Nine Israeli settlements now dot the West Bank in the immediate area of Qalqilya, taking up land and draining local water resources. Soon after being built, the settlements were linked to Israel with highways patrolled by military vehicles 24 hours a day. The settlements provide a justification for military installations, one five miles south of Qalqilya, and another just less than two miles away at the settlement of Alfei Menashe. “And now we reach the final stage,” Shanti continues, “a wall which loops around the city, using barbed wire, deep trenches and concrete.” The West Bank wall will secure the future of contiguous Israeli-populated territory reaching across the Green Line.
Water
Shanti and Zahran believe that water is one of Israel’s primary motivations in seeking to cut off Qalqilya. The city sits atop the largest aquifer in the West Bank, making its farmlands among the most fertile in the entire territory. Israel does not permit Palestinians to dig wells as deep as its own, leading to disproportionate allocation of water. The aquifer has an estimated capacity of 13 billion cubic feet per year, of which Palestinian wells can only reach 776 million. Currently, around Qalqilya eight wells owned by Mekorot, the Israeli national water company, draw 77,600 cubic feet of water per hour from the aquifer, according to Shanti. The Palestinian Hydrology Group estimates that Israel is currently using 75 percent of the renewable water resources found in the West Bank and Gaza.
Although water usually takes second place to settlements in media coverage of the conflict, in the long term water is of greater value to Israel in the West Bank than the settlements themselves. Settlements are a tool that Israel can use to maintain control of the three key aquifers in the West Bank, and also the valuable water resources of the Jordan Valley, in a region facing increasing water shortages. At the same time, a viable Palestinian state cannot be created without access to water, meaning that the wall around Qalqilya reduces the chances for negotiated agreement over water resources.
“Facts on the Ground”
A wall is also being constructed in occupied East Jerusalem, contributing to what Israeli activist Jeff Halper describes as “the matrix of control”—a system of barriers, military outposts, settlements, highways and railroads which would permit Israel to exert control over the West Bank, Gaza and East Jerusalem even if negotiations established a Palestinian state in the bulk of the Occupied Territories. So far the East Jerusalem neighborhoods of Abu Dis and Ras al-Amud have been divided by a fence of concrete and razor wire, and other walls are slated for construction. As part of a wider plan labeled “Enveloping Jerusalem” advanced by Sharon, Israel is using the new barriers to safeguard the future status of the 200,000 Israeli settlers currently living in East Jerusalem, and render a straightforward division of the city impossible.

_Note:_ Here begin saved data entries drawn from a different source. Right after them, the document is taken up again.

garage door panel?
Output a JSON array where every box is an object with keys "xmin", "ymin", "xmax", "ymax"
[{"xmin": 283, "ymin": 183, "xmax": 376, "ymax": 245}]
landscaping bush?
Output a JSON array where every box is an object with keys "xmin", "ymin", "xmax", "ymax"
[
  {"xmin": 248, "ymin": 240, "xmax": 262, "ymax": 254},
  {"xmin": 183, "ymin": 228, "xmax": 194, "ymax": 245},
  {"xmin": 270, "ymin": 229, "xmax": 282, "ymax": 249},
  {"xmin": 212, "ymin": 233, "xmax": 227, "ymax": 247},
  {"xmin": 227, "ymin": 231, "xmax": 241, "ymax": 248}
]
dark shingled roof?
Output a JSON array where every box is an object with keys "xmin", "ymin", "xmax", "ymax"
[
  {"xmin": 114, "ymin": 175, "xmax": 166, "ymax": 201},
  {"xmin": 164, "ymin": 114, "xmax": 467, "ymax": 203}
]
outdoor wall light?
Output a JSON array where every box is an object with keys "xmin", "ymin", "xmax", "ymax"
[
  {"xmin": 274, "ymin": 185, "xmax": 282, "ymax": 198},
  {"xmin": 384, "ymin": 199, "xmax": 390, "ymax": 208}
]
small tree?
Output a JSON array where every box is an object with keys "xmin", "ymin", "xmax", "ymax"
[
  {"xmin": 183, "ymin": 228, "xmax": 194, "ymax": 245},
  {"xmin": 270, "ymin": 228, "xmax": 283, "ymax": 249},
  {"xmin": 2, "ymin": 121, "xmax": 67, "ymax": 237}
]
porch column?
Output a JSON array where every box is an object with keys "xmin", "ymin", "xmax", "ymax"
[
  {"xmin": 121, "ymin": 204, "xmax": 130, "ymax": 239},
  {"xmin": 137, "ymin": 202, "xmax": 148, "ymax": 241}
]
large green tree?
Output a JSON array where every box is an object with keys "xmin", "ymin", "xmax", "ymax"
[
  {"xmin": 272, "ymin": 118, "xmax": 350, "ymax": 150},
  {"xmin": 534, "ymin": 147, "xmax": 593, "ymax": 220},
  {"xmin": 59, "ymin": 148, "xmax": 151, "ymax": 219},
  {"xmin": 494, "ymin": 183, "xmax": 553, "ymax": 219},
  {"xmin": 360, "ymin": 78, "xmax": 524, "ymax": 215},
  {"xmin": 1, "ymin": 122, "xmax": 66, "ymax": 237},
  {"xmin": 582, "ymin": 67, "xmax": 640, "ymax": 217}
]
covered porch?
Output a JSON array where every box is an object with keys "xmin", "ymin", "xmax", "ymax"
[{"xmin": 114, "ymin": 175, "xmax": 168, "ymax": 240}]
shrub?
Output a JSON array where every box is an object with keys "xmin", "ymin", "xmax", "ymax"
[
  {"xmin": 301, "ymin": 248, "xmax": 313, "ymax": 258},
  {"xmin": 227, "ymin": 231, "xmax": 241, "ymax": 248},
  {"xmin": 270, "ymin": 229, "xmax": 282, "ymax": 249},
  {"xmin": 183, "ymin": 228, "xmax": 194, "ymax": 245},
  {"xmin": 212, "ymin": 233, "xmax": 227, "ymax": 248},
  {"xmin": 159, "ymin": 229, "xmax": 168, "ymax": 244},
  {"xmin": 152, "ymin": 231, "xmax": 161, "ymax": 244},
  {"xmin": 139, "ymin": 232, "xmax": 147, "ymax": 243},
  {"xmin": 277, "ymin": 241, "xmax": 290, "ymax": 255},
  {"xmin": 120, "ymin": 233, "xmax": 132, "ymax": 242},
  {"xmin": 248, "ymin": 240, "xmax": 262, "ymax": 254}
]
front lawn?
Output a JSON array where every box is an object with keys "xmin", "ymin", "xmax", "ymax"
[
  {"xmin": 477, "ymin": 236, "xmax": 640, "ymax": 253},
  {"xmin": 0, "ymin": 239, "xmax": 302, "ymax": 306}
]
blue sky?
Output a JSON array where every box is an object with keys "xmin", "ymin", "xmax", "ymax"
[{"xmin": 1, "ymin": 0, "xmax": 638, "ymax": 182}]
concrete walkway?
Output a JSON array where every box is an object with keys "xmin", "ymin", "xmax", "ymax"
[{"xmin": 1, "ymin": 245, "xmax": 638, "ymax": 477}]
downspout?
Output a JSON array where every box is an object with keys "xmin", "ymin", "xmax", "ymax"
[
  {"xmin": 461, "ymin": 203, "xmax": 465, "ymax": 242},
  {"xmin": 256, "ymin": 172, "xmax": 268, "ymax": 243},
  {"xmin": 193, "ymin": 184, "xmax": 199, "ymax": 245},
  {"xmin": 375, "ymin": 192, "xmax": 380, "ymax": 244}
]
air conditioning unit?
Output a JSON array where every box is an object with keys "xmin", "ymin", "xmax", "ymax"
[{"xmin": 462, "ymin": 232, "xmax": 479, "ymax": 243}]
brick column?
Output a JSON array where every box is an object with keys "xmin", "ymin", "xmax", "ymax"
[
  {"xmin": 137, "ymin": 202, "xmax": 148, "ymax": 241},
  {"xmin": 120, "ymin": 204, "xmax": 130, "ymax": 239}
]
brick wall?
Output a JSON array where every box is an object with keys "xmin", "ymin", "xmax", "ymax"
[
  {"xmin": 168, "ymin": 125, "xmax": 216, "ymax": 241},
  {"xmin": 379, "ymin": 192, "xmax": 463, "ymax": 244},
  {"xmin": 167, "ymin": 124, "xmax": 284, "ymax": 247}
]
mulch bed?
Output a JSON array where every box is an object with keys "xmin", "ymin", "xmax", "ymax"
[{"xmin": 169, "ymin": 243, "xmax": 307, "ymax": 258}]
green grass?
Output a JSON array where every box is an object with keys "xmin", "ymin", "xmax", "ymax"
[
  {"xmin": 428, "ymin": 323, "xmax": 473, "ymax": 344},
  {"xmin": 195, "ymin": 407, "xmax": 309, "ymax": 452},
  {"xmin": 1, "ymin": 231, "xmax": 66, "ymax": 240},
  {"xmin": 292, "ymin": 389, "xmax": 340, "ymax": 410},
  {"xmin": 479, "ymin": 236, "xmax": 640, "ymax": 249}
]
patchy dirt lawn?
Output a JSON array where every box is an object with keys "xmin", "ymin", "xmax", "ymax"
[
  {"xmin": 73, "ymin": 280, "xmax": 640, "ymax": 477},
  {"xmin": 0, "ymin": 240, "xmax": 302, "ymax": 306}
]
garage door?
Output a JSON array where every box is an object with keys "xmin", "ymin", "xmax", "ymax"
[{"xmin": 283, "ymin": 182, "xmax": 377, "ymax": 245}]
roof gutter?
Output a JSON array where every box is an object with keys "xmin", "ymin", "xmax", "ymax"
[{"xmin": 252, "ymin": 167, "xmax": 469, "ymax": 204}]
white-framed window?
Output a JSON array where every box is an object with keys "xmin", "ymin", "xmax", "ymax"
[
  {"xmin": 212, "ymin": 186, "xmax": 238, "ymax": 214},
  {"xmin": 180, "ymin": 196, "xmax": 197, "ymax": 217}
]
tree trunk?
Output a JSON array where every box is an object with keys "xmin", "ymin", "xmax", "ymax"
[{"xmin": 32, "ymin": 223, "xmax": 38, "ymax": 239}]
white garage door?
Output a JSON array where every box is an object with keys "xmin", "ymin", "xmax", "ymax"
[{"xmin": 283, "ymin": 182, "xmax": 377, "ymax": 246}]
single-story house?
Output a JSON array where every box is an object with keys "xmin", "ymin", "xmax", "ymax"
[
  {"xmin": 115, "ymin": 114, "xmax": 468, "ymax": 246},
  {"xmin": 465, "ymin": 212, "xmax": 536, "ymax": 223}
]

Both Israeli and Palestinian human rights organizations are resisting the creation of more “facts on the ground.” LAW believes that the construction of the wall snaking down from Salem to encircle Qalqilya “fulfills all elements of the crime of apartheid as defined under the International Convention on the Suppression and Punishment of the Crime of Apartheid (1976), which expressly states that the crime of apartheid ‘shall include similar policies and practices of racial segregation and discrimination as practiced in southern Africa.'” In building the “security fence,” the human rights groups say, Israel is also in contravention of the Hague Regulations and the Fourth Geneva Convention regarding international standards of treatment of people under occupation.
Back in Qalqilya, Marouf Zahran shows journalists the new palm trees being planted to replace those cut down by Israeli tanks during the incursions of the spring and summer, conveying his unspoken understanding that the seedlings will probably be destroyed when tanks next rumble into town. Despite the pronouncements of the “quartet” convened by Secretary of State Colin Powell to discuss formulas for returning to an Israeli-Palestinian peace process, the reality on the ground demonstrates to the mayor how far peace is from the top of the international agenda. As Zahran admonishes, “Why will the people of Qalqilya want to talk peace over a ten-foot wall?”